Tal como están las cosas resulta casi de mala educación, como si nuestra existencia fuera la de un lugareño en el siglo X, remitirse a comentar hechos y susedidos de nuestro entorno euskalherriako. Tengo un poco de pudor al iniciar estas líneas sin comentar la crisis, esa crisis por la que nos enteramos de la peor manera posible qué es eso de la globalización, que empieza por la hipoteca de un granjero en Alabama, pasa por los paquetes de derivados tóxicos y acaba repercutiendo en nuestra sucursal bancaria. La desconfianza nos embarga. Mi bondadoso papá me decía que no me fiara ni de mi padre, lo que no es nada malo, y así quizás volvamos a ser adultos. Saldremos de ésta, y, esperemos, con la lección aprendida. No digas nunca de este agua no beberé: hasta los liberales se están poniendo a nacionalizar bancos. Si hace un año nos lo dicen, le hubiéramos llamado loco a nuestro informante. Aprendamos de la crisis; no es sólo un consuelo, nos hacía falta este revolcón en la realidad.

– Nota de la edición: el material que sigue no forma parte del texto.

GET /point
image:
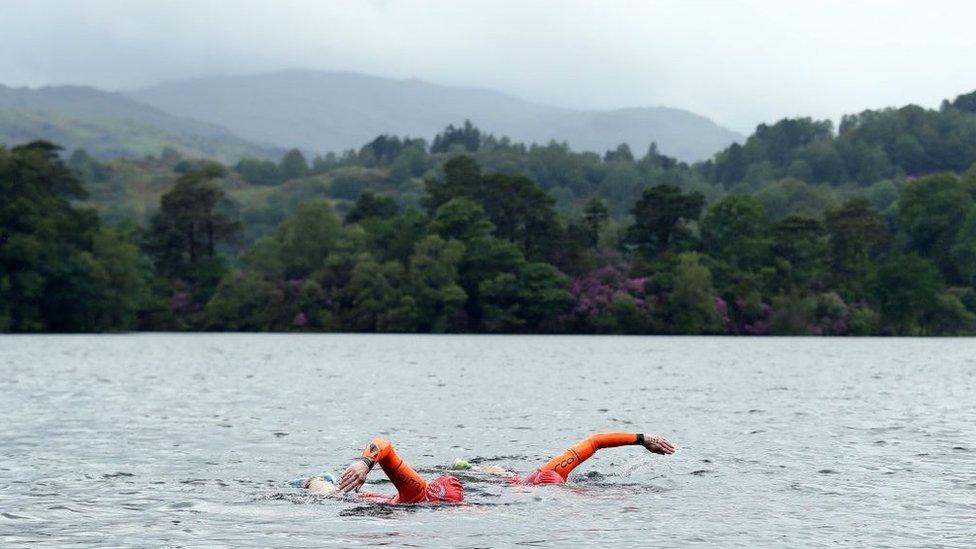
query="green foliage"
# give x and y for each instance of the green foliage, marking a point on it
(189, 225)
(661, 217)
(690, 305)
(806, 232)
(855, 232)
(931, 213)
(906, 289)
(735, 230)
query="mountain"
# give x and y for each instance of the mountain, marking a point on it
(111, 125)
(334, 111)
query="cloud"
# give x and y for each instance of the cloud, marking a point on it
(738, 62)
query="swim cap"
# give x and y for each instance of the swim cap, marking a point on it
(544, 476)
(300, 482)
(446, 489)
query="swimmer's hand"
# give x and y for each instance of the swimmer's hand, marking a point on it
(658, 445)
(353, 477)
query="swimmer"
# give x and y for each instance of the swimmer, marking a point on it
(412, 488)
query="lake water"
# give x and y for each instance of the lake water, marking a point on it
(189, 440)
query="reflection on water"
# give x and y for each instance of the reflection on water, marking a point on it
(190, 439)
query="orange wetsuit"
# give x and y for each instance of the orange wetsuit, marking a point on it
(411, 487)
(557, 469)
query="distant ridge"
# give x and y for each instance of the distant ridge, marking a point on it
(334, 111)
(111, 125)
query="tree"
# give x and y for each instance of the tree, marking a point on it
(61, 270)
(931, 212)
(530, 299)
(963, 252)
(855, 231)
(799, 249)
(307, 238)
(373, 296)
(736, 231)
(435, 295)
(189, 225)
(906, 287)
(462, 178)
(293, 165)
(690, 305)
(661, 217)
(596, 215)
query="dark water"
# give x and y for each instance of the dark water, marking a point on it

A los partidos les molesta el desconfiado sistema de control que les impone la democracia

En lo doméstico, una alegría humilde, casi franciscana: al Portu le han emparejado en la Copa con el Valencia. También el Real Unión ha salido muy bien parado, pero yo le tengo especial cariño al Portugalete por su presidente. Nunca a persona alguna le ha ido mejor su nombre. El presi del Portu se llama Amable, y de verdad que es una buena persona. Ahora lo que hace falta es que el equipo defienda sus colores.

E introducido amablemente el tema doméstico, pasemos a la política. El 25 de octubre, fecha que iba a ser la del referéndum por el que los vascos y vascas íbamos a decidir nuestro futuro, se ha ido reduciendo de una larguísima cadeneta humana -kalejira para los euskaldunes-, a unas modestas concentraciones. 25 de octubre, fecha mágica de cuando aprobamos el Estatuto, porque, con cierto aire pretencioso, aquel PNV foralista y muy moderado, que estaba a partir un piñón con la UCD de Suárez, decidió aprobar el Estatuto el mismo día del calendario que la ley de Reforma de los Fueros de 1839, tras la victoria liberal que dio lugar al Abrazo de Vergara. Si en la historia, hasta el momento, las repeticiones se convierten en farsas, lo sentenció aúlicamente Marx en El Dieciocho Brumario de Luis Bonaparte, aquí, de tanto repetir, no llegan ni a cadeneta humana. No sólo las acciones y valores se deprecian, también lo hacen nuestras fechas históricas.

Y para acabar, lo que tenía que pasar. Hasta hoy los enfrentamientos entre la judicatura y el Gobierno vasco han sido escaramuzas momentáneas en el fragor de la tensión a la que nos tiene acostumbrado el nacionalismo. A partir de la inauguración, la semana pasada, del año judicial en el Palacio de Justicia de Bilbao, ya no se trata de una escaramuza. Es, definitivamente, el enfrentamiento de dos discursos. Uno, republicano, ortodoxo e ilustrado, el del magistado Ruiz Piñeiro, recordando la función del contrapoder judicial en todo sistema liberal. El otro, el del consejero de Justicia, Joseba Azkarraga, es ajeno a la doctrina democrática. Y es que los partidos -no sólo le pasa a los nacionalistas- tienen una tendencia natural al totalitarismo; les molesta el desconfiado sistema de control que la democracia les impone con el poder judicial. Una vez domesticado el legislativo por un cuartelero sistema de partidos, solo queda el judicial como contrapoder. Cuidado, el tema puede ser también pedagógico, la democracia no es un sistema de mayorías, es un sistema pactado en donde la ley obliga a todos. De ahí las prerrogativas del poder judicial. Lo otro es dictadura, y Azkarraga hacía, quizás sin darse cuenta, ese discurso. El poder judicial, desde Montesquieu, es una imprescindible institución política.